Maryland Route 150 (MD 150) is a state highway in the U.S. state of Maryland. Known for most of its length as either Eastern Avenue or Eastern Boulevard, the highway runs 13.01 mi from U.S. Route 40 (US 40) in Baltimore east to Graces Quarters Road in Chase in eastern Baltimore County. MD 150 connects Baltimore with its southeastern suburbs of Dundalk, Essex, and Middle River.
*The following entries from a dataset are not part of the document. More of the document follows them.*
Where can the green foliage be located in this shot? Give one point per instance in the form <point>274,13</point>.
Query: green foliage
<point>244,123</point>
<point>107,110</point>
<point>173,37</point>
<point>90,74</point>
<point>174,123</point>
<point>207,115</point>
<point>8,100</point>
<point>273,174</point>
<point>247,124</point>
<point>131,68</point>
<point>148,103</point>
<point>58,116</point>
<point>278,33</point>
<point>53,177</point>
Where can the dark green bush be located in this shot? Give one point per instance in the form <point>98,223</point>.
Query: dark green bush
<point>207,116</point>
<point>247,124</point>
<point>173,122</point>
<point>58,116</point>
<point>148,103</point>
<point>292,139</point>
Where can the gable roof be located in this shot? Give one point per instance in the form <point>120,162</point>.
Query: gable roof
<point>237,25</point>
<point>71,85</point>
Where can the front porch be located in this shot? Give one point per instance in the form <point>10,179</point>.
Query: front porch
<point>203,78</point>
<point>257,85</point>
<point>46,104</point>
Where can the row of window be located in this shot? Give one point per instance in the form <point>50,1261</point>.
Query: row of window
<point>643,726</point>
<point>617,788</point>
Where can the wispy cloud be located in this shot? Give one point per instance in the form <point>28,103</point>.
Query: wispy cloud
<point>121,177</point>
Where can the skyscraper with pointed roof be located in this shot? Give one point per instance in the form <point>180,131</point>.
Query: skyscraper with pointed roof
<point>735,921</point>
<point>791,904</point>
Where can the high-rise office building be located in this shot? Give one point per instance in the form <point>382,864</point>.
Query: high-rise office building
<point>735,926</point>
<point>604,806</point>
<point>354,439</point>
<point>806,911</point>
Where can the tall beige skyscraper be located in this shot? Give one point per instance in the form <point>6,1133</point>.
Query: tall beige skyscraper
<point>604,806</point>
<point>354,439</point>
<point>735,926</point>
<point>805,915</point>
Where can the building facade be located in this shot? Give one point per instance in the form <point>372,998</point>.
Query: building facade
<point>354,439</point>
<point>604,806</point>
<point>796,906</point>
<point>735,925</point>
The state highway also links those communities with Interstate 95 (I-95), I-695, I-895, and Martin State Airport. MD 150 was constructed from Baltimore to Middle River and in Chase in the mid-1920s. The road was completed through Middle River in the early 1930s. Between 1942 and 1944, MD 150 was reconstructed as a four-lane divided highway with interchanges to improve access between Baltimore and the Glenn L. Martin Company aircraft manufacturing plant in Middle River. The highway has followed several routes since it was extended west into the city of Baltimore in the mid-1940s; the present route in East Baltimore was established shortly after 2000.

==Route description==
MD 150 is known as Eastern Avenue from just west of I-895 in Baltimore to the Back River between Dundalk and Essex. The highway is also named Eastern Avenue from Carroll Island Road in Middle River to the highway's eastern terminus in Chase. Between the two sections of Eastern Avenue, MD 150 follows Eastern Boulevard through Essex and Middle River. The state highway is maintained by the Baltimore City Department of Transportation in the city of Baltimore and by the Maryland State Highway Administration in Baltimore County. MD 150 is a part of the National Highway System as a rail-to-truck intermodal freight transport connection from its western terminus at US 40 to I-95 within Baltimore. The highway is also a National Highway System principal arterial from I-95 to Carroll Island Road in Middle River.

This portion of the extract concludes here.